As it turns out, his post (and thereby his method) was a bit outdated, so I put together an updated validator that takes advantage of the new "sexy validations" provided in Rails 3. And here it is:

require 'net/http'
# Thanks Ilya! http://www.igvita.com/2006/09/07/validating-url-in-ruby-on-rails/
# Original credits: http://blog.inquirylabs.com/2006/04/13/simple-uri-validation/
# HTTP Codes: http://www.ruby-doc.org/stdlib/libdoc/net/http/rdoc/classes/Net/HTTPResponse.html
class UriValidator < ActiveModel::EachValidator
def validate_each(object, attribute, value)
raise(ArgumentError, "A regular expression must be supplied as the :format option of the options hash") unless options[:format].nil? or options[:format].is_a?(Regexp)
configuration = { :message => "is invalid or not responding", :format => URI::regexp(%w(http https)) }
configuration.update(options)
if value =~ configuration[:format]
begin # check header response
case Net::HTTP.get_response(URI.parse(value))
when Net::HTTPSuccess then true
else object.errors.add(attribute, configuration[:message]) and false
end
rescue # Recover on DNS failures..
object.errors.add(attribute, configuration[:message]) and false
end
else
object.errors.add(attribute, configuration[:message]) and false
end
end
end

To get up and running, create a new file in your Rails lib directory called "uri_validator.rb", and copy/paste the above code. If you have added the lib directory to your autoload paths, then you're done! Otherwise, you'll want to include the file in your environment.rb or application.rb files (in your config directory) like so:

...
require 'uri_validator'
view raw environment.rb hosted with ❤ by GitHub

Finally, to use the new sexy validator, simply add the :uri option to any existing validates call:

validates :url, :presence => true, :uri => { :format => /(^$)|(^(http|https):\/\/[a-z0-9]+([\-\.]{1}[a-z0-9]+)*\.[a-z]{2,5}(([0-9]{1,5})?\/.*)?$)/ix }
view raw model.rb hosted with ❤ by GitHub

This allows you to specify a custom format (must be a valid regular expression); otherwise, the format will default to URI::regexp(%w(http https)).

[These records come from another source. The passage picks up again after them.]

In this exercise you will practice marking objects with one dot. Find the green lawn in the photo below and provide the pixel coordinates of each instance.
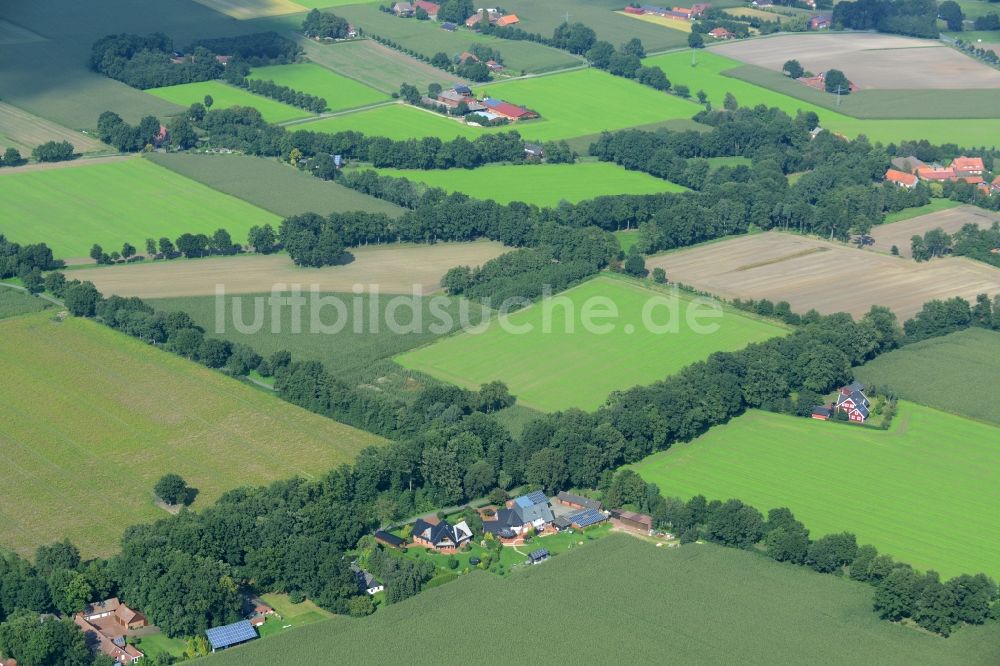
(15, 302)
(571, 367)
(339, 91)
(935, 205)
(114, 202)
(540, 184)
(621, 600)
(958, 373)
(924, 491)
(568, 104)
(428, 38)
(709, 76)
(225, 96)
(272, 185)
(85, 407)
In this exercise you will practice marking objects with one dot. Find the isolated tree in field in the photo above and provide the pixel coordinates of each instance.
(950, 12)
(836, 82)
(793, 69)
(172, 489)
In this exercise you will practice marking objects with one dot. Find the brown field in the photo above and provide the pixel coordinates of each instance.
(872, 61)
(951, 220)
(395, 269)
(830, 277)
(22, 130)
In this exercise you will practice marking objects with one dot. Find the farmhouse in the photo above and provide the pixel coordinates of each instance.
(367, 583)
(852, 400)
(531, 511)
(430, 7)
(819, 23)
(231, 634)
(442, 536)
(105, 625)
(901, 178)
(576, 501)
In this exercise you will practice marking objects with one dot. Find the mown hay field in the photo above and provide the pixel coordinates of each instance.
(428, 38)
(895, 489)
(339, 91)
(110, 203)
(540, 184)
(870, 60)
(949, 219)
(225, 96)
(391, 268)
(91, 418)
(720, 602)
(272, 185)
(812, 273)
(22, 130)
(375, 65)
(958, 373)
(556, 363)
(712, 74)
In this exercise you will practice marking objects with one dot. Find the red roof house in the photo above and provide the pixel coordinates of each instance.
(900, 178)
(968, 166)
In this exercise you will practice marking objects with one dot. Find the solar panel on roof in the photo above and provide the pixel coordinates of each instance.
(230, 634)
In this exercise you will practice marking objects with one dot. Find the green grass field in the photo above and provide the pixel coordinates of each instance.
(339, 91)
(935, 206)
(566, 102)
(710, 75)
(15, 302)
(271, 185)
(378, 66)
(957, 373)
(571, 367)
(225, 96)
(621, 600)
(540, 184)
(90, 419)
(923, 491)
(428, 38)
(111, 203)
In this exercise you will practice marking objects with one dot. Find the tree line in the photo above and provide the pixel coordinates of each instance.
(149, 61)
(901, 592)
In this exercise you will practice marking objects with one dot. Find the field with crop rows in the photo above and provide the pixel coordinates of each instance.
(556, 363)
(111, 203)
(755, 608)
(339, 91)
(759, 266)
(271, 185)
(540, 184)
(957, 373)
(118, 414)
(891, 488)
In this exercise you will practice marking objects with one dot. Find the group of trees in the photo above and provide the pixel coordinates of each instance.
(917, 18)
(150, 61)
(900, 591)
(325, 25)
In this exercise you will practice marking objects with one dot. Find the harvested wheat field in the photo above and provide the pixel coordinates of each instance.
(872, 61)
(951, 220)
(830, 277)
(394, 269)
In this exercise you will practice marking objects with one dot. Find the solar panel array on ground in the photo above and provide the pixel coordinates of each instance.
(587, 517)
(231, 634)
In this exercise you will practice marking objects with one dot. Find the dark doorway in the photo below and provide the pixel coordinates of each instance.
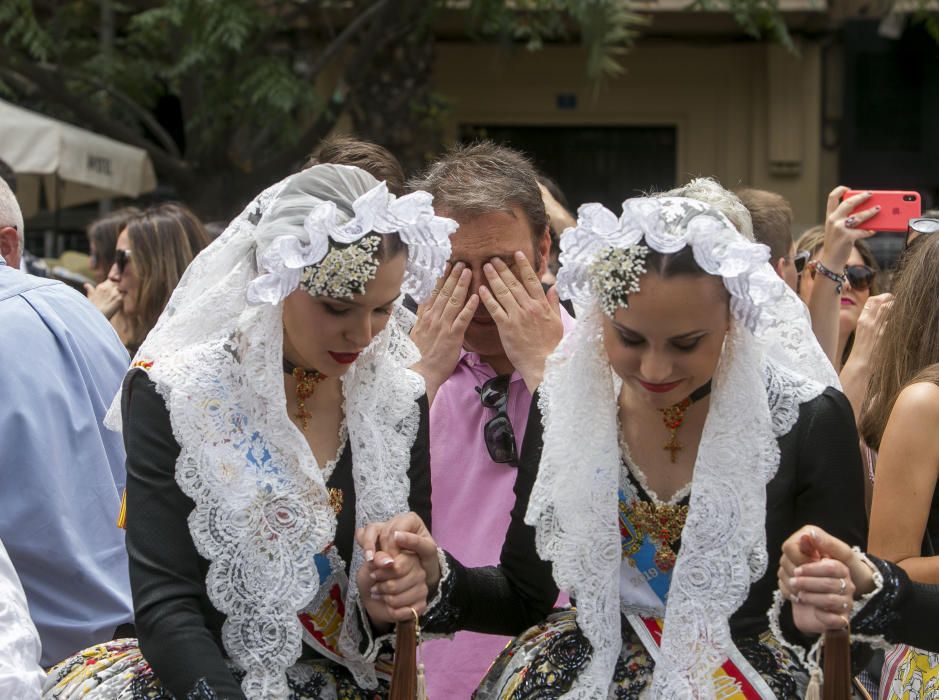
(594, 163)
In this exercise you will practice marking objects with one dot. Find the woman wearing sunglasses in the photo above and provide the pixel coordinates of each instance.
(152, 252)
(269, 413)
(837, 249)
(102, 241)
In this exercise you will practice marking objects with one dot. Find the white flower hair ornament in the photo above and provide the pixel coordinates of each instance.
(328, 255)
(603, 257)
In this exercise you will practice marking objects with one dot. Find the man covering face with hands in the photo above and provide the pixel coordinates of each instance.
(484, 338)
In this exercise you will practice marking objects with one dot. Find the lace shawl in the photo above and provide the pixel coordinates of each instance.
(770, 364)
(262, 509)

There it is, if you come up with your own variations of the validator or regex, don't forget to tell me about them!

By the way, just wanted to give a personal shout out to Ilya for his fantastic support of his new non-blocking EventMachine based ruby web server, Goliath. Hey man, you might want to change the name to David: I was going to make some crack here about his sling (not to be - or maybe? - confused with David's Sling) being asynchronous, but you get the idea :). Anyway, rock on.